I probably should plant the oak and the ginkgo outside in the spring or fall, but I’m selfish and want to keep them close. When I watch their roots and leaves spread, their stems move incrementally toward sturdy trunks; it reminds me of how instinctual survival is. I want to grow with them. I want to survive with them.
It’s been a while. I’ve had a lot to say but not a lot of words, if that makes any sense. Summer began and passed and here we are almost at the cusp of school starting. I’m not sure if I have much to show for it other than work hours logged, a few good books read, and some intensive therapy – and I’m transparent about that one because these things need to be more at the forefront of conversation. Humans can be fragile and strong at the same time. I used to think that it was a balance but these days I feel that it is a composite, for there is strength in fragility and, conversely, strength can be fragile.
I am sitting with a beer at SEA-TAC, waiting for my red eye flight home. Four hours ago I was in California hugging Sid for the first time in almost two months and then navigating a flimsy rental car through a canyon of giant flood puddles and mudslides and rocks and pretending that I could see the road on the 405. Apparently there was an earthquake in Ojai around the time that my first flight took off. Seattle is sunny and warm and full of forest fire smoke. I don’t think it’s dramatic to say that the world is upside down.

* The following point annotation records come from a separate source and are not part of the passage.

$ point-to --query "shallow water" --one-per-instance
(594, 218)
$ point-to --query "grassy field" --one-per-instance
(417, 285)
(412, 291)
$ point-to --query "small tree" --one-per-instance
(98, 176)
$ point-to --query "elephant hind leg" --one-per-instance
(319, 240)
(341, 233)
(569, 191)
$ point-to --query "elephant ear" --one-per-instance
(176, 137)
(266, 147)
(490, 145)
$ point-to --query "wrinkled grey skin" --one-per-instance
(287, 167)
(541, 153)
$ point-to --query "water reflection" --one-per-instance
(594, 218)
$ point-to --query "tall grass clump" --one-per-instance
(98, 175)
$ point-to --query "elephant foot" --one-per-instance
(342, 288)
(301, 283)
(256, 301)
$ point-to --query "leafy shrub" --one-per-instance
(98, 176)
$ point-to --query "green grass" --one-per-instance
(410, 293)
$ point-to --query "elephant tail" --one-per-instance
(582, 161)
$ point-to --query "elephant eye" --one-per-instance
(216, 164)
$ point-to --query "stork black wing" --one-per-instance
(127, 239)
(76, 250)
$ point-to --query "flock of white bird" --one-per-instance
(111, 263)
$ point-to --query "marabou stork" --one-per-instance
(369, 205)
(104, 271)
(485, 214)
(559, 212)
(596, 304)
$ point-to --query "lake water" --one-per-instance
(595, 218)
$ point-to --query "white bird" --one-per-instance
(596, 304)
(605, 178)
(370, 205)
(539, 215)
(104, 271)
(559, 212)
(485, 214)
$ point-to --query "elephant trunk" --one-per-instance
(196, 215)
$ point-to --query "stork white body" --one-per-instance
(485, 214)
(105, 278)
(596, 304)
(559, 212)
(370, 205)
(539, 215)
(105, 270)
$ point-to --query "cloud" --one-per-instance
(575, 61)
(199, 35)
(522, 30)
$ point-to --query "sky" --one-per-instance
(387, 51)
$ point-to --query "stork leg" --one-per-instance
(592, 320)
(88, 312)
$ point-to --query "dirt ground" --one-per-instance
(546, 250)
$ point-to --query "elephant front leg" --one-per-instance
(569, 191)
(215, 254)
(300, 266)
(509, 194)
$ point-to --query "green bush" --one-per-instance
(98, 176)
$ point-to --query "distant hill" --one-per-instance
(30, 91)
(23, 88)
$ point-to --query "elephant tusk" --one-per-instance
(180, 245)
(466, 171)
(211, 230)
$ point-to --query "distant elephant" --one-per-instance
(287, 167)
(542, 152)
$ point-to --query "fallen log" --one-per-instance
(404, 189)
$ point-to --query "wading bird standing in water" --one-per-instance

This has been the summer of hard feelings – encountering them, acknowledging them, facing them, feeling them. I’ve never been good at any of that. I have always felt things deeply but received a D- in the processing department. If anything, I will complete this summer with a degree in feelings. Take that, Harvard.

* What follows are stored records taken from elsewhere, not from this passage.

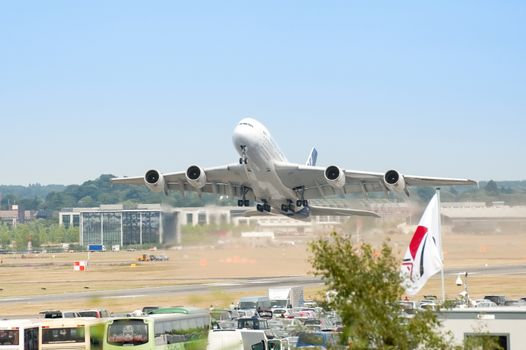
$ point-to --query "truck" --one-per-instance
(285, 297)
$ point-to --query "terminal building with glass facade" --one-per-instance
(112, 225)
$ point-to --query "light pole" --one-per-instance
(463, 281)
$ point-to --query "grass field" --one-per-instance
(54, 274)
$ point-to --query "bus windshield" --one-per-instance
(128, 332)
(63, 335)
(246, 305)
(9, 337)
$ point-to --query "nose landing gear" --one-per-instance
(300, 192)
(243, 159)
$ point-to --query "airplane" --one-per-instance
(264, 175)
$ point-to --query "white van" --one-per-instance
(237, 339)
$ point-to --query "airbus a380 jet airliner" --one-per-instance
(264, 175)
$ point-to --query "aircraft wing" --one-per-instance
(316, 186)
(223, 180)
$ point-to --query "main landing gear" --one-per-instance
(244, 202)
(243, 159)
(263, 207)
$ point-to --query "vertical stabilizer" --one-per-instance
(313, 156)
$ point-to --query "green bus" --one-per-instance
(170, 331)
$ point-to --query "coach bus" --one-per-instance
(170, 331)
(71, 333)
(19, 335)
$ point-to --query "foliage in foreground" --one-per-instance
(367, 285)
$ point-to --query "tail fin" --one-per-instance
(313, 156)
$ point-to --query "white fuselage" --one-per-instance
(253, 141)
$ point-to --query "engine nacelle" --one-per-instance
(394, 181)
(196, 176)
(335, 177)
(154, 181)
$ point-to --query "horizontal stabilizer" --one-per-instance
(313, 157)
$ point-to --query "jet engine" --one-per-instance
(154, 181)
(335, 177)
(394, 181)
(196, 176)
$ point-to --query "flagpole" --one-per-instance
(441, 248)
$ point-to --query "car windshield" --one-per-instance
(63, 335)
(245, 305)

I’m not even sure what highway I was on this morning – maybe 14 – en route to the 405, hustling to try and get ahead of the flooding and feeling guilty for not spending the full allotted four hours with my kiddo, but also cognizant of the fact that if I missed my flight, I wouldn’t be home until at least Tuesday. I’d spent the night in a random hotel, blackout drapes drawn, diving into and surfacing from intense dreams that left me covered in sweat, shaking so hard that I thought I would be sick. The rain barreled down onto the road, so much so that the car sensor registered that I had crashed the front. It kept dinging and flashing for a good half hour, the camera obstructed by sheets of water. Every so often, the car would lift with a surge, and I’d grasp the steering wheel tighter, training every thought on the lyrics of Bright Eyes songs that I’d set up to play, album by album, from my phone.

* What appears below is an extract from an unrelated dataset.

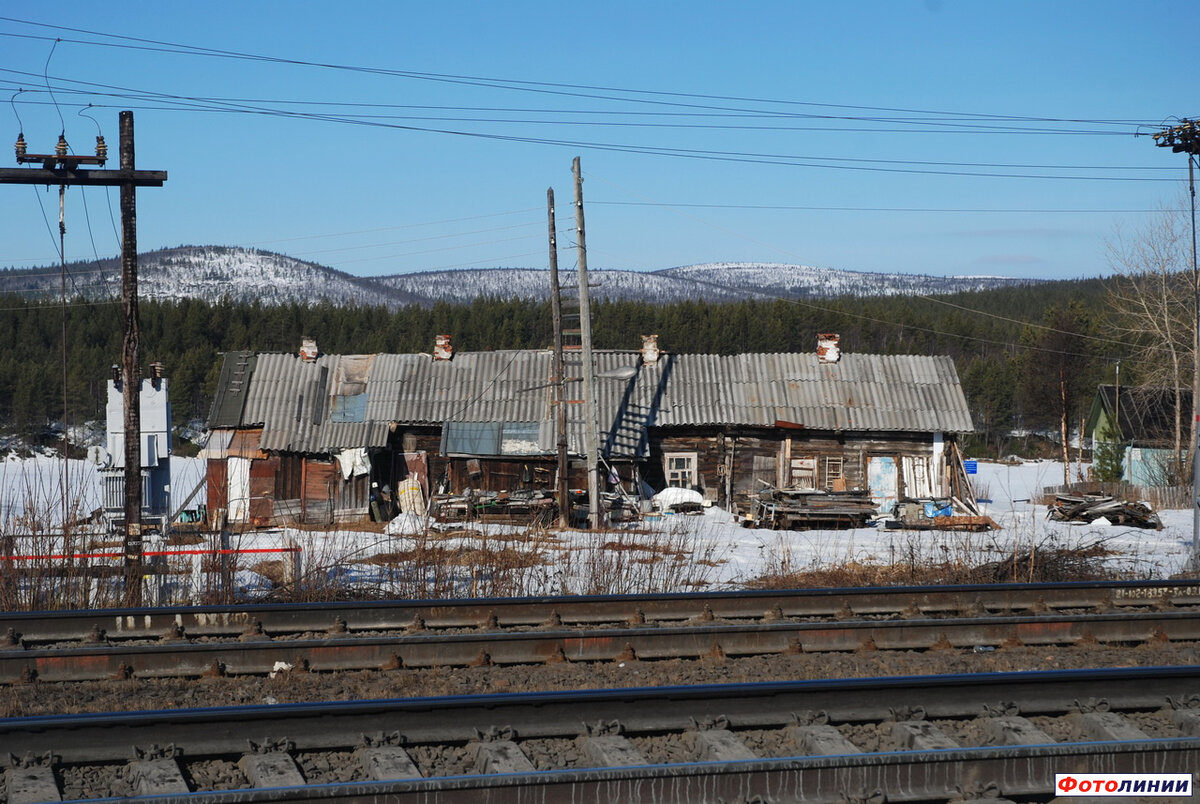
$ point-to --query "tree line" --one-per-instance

The rain reminded me of a trip my husband and I took to Turkey shortly after we were married. We drove from Izmir to Cappadocia, stopping in various towns and cities along the way, and at one point we were driving up a mountain behind an oil truck that was moving exceedingly slow. When it finally let us pass, our car was pelted with hail, and we realized quickly that the slowness and largess of the truck had been shielding us from the harsh reality of our future. When this memory hit, tears ran freely down my cheeks. I wasn’t making a sound, but the physicality of the emotions surfaced.
Much of this summer has been acknowledging the fact that I have been using life like that oil tanker, the feelings like hail just out of view. At some point that truck is going to pull over and the natural elements will reach you. So, here I am with a lot of dents and scratches. I think the hail has gotten smaller, though sometimes the smallest balls of ice sting the most.
In other news, Sid has been connecting with farm animals, and one of the chickens is named Patricia.